Members of the Congressional Black Caucus are pushing the Justice Department to follow through more aggressively on President Biden’s 2022 executive order on police reform.
“Some of these provisions should have been completed by now,” Rep. Steven Horsford, D-Nev., who heads the group of Black lawmakers, said during a press conference last week. “Tyre Nichols and other lives depend on it.”
Horsford announced that his caucus had submitted a letter demanding data from the Justice Department on Biden’s executive order, signed last May, that instituted new rules for federal law enforcement officers. Those officers would be required to wear body cameras, stop using chokeholds and limit no-knock warrants, among other rules. Biden also called for a national database of police misconduct; federal law enforcement agencies would be required to submit data to it, while state and local police would be encouraged to do so.
“Today I am sending a letter to the Department of Justice calling on them to do their job. To provide the Congressional Black Caucus with a response to President Biden’s executive order on the guidance that they need to be giving to the 13,000 law enforcement departments across this country,” Horsford said.
The Justice Department insisted it is not dragging its feet on Biden’s executive order.
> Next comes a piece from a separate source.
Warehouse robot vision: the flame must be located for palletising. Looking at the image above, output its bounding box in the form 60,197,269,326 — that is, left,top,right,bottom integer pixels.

“The department has been hard at work every day of the past nearly 10 months implementing the more than 90 deliverables assigned to the department in the EO [executive order],” a department spokesperson told Yahoo News. “We continue to work on these and many other deliverables and are prioritizing stakeholder engagement to ensure our efforts are successful and responsive to the needs and concerns of both law enforcement and community members.”
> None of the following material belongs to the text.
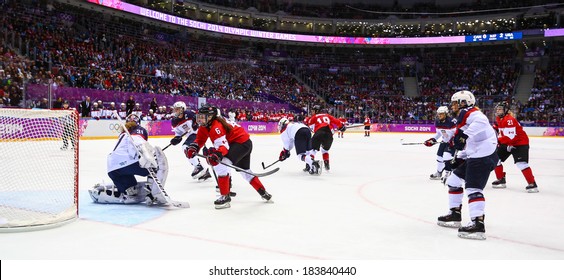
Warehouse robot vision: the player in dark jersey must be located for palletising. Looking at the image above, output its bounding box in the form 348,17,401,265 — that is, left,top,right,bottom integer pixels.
492,102,539,193
186,104,272,209
304,105,346,171
170,101,211,180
Reform advocates hope the high-profile police killing of Tyre Nichols will spark action from lawmakers and federal agencies. Memphis police bodycam and surveillance footage showed officers brutally beating Nichols, a 29-year-old Black man, during a traffic stop on Jan. 7. Nichols later died from his wounds; five officers were charged with second-degree murder.
On Wednesday, the Justice Department launched an investigation into the Memphis Police Department.
“What we are saying as the Congressional Black Caucus is that no one should die as a result of a traffic stop,” Horsford said at the press conference. Yahoo News reached out to the CBC for additional comment.
Civil rights attorney Ben Crump, who represents the Nichols family, says he is optimistic that the CBC will get a response from the federal agency. “We don't want to lose momentum. We don't want this to be swept under the rug,” Crump told Yahoo News.
But experts say Biden’s executive order won’t be enough to implement long-term police accountability nationwide because it is a short-term solution.
“Executives [orders] are just that. They execute laws and figure out how to implement public policies, but they don't have very much enforcement power, and that is by systemic design,” Brandy Faulkner, a professor of political science and Black studies at Virginia Tech, told Yahoo News.
“There have been very few proposals for comprehensive reform, and I think one of the best opportunities that we had to move forward with comprehensive reform was the George Floyd Justice in Policing Act,” Faulkner said.
After the civil unrest following the death of Nichols, advocates renewed their push for Congress to pass the legislation. During Nichols’s funeral, Vice President Kamala Harris called the bill “nonnegotiable.”
“We demand that Congress pass the George Floyd Justice in Policing Act, and we should not delay, and we will not be denied,” she said at the funeral.
Almost three years after George Floyd was killed by Minneapolis police, some are skeptical that Congress will get something done. But Crump hasn’t lost hope. “At this point, we're still waiting to find out if the Democrats and the Republicans agree to at least have a basic framework of what such a law may look like,” he said.
While on the campaign trail, Biden promised to address police reform and create a national police oversight commission in the first 100 days of his presidency. But these promises have fallen short, prompting state leaders to take matters into their own hands.
“This is one example of many examples of how state legislatures have to lead on these issues because the federal government is so dysfunctional,” Maryland General Assembly Delegate Lesley Lopez told Yahoo News.
In her state, Lopez sought to create county police accountability boards with civilian oversight after the death of Floyd. The bill passed the Maryland Legislature in 2021.
“We knew that we had issues in our state, just like every state does, but I think that the final impetus was seeing a man being executed,” she said.
This year, Lopez will continue to push for additional reforms. “The bill I'm introducing basically takes the county model and allows municipalities to also implement civilian oversight via police accountability boards,” she said.
The Georgia NAACP is also advocating for police accountability, and it is asking the public to help by signing an online petition.
“We at the Georgia NAACP are launching a tour around the state to have a real conversation about 21st century policing, how we hold police accountable, how we make sure there’s justice in this state,” attorney Gerald Griggs, the president of the organization, said during a video announcement last month.
As state leaders seek greater accountability for law enforcement, Horsford says the Department of Justice confirmed that it has received the CBC's letter and will provide a response along with a meeting with the caucus.
“Time is of the essence,” Horsford said at the March 2 press conference. “We don’t want to end policing. We want to put an end to bad policing. All of us, regardless of party, should agree that bad policing has no place in America.”